In eight years, Treadwell and a small band of volunteers have given away more than 1,000 backpacks and supplies to some of the area’s poorest children.

This year will be the last. They aren’t getting enough donations, enough help, enough money.

They say they just can’t do it anymore.

Created in the late 1990s, the giveaway first drew 350 people and about 20 volunteers, with money and supplies coming from local organizations and businesses. The association hosted back-to-school block parties with free food and expensive prizes, offering supply-filled backpacks to every child who wanted one, no questions asked.

But gradually, donations dropped off as other charities sought help from the same donors Treadwell and her Downtown Neighborhood Association counted on. Volunteers fell away and the organization dwindled.

This year, Treadwell and a handful of others ran the entire giveaway. She said they dropped the block party because some parents swore at her during last year’s event when she didn’t have enough backpacks to meet demand.

With help from local police and other donors, they cobbled together enough stuff for 150 backpacks this year. They had requests for many, many more.

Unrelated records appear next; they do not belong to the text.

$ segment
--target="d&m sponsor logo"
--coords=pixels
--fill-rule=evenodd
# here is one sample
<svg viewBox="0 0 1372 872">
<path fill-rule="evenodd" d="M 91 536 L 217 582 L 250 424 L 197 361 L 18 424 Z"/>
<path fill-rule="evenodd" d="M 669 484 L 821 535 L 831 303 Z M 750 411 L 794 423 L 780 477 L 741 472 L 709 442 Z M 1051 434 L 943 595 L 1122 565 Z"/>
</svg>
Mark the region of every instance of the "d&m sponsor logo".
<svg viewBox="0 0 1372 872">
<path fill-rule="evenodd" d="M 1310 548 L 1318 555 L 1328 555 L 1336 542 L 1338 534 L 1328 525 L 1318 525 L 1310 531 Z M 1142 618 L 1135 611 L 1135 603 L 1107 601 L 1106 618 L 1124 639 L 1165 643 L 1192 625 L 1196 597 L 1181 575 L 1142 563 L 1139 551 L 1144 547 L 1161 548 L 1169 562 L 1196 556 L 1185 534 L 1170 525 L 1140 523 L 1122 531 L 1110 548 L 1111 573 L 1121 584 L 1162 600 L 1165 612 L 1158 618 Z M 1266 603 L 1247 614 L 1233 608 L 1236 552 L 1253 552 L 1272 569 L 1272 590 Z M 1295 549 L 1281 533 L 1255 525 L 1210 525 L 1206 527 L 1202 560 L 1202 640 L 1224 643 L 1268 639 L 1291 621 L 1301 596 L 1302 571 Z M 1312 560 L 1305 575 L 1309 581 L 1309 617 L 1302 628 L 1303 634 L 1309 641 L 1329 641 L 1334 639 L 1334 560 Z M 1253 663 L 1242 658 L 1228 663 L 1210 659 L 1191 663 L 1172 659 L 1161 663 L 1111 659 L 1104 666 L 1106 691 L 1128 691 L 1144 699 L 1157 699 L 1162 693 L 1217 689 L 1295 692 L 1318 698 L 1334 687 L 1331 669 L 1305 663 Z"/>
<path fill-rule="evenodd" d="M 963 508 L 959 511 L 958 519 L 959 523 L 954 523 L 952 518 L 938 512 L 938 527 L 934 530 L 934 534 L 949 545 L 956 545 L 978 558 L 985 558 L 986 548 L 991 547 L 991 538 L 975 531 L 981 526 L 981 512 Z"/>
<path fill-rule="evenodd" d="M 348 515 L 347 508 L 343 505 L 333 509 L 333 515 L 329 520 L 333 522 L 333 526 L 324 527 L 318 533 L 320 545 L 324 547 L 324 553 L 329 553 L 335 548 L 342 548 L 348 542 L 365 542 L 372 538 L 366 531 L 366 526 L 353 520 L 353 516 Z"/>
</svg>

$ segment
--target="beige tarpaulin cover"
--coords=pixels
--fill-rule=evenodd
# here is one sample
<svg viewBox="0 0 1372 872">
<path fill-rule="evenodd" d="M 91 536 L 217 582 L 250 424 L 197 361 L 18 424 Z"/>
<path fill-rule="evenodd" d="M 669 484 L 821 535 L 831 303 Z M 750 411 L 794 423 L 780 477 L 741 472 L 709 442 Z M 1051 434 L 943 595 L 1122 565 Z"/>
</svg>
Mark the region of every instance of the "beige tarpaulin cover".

“I’ve had 30 calls just this morning,” Treadwell said Thursday, a day after she stopped taking reservations.

She told every new caller the same thing: “I’m sorry.”

Angela Roy and her friend, Amy Forsythe, were two of the lucky ones. They called ahead and got five backpacks reserved for their kids. They were among the first to arrive at the B-Street Community Center to pick up their stuff. Green canvas for the boys. Black and purple for the girls. All filled with pencils, paper, crayons or markers, 3-ring binders or folders.

“Thank you so much, you guys. This is awesome,” said Roy as a volunteer handed her a couple of backpacks.

A single mother of two, Roy said there was no way she could have afforded the supplies on her children’s class supply list. The school wanted them to bring $50 worth of stuff, including calculators, special binders and certain color notebooks.

“Right down to having them bring their own tissues,” she said.

The Downtown Neighborhood Association’s backpacks saved her about $60.

Tina Hutchinson said her teenage daughter was expected to bring $100 worth of supplies to high school this year. “Just for the basics,” she said.

The sophomore would have been forced to use last year’s worn book bag, or nothing at all. Instead, she got a new black backpack filled with supplies.

“I think they need more donations to help more people,” Hutchinson said.

Treadwell couldn’t agree more. Although she got enough stuff to help 150 kids, she knows many more need help.

Living on a fixed income, Treadwell has a budget so tight that she can’t afford a car. Nevertheless, she routinely kicks in $200 or more each year to buy backpacks or the glue sticks, pencils and crayons that fill them.

To stretch the giveaway even further, she accepts castoff items from Bates College and spends her free time scrubbing worn vinyl binders clean or tearing the used pages from spiral notebooks. She gives those away to families who didn’t call in time to reserve the new backpacks and supplies.

“I want to make sure the kids who really need help get it,” she said.

But after eight years of work, Treadwell said she’s too burned out to continue.

She will give away her last backpack this afternoon. She hopes another group will take up the cause next year. She’s willing to volunteer. She’ll probably even make up a few backpacks on her own when she learns of a particularly needy family. But Treadwell said she just can’t organize it all again.

Even though she wants to.

“I’m going to feel guilty,” she said.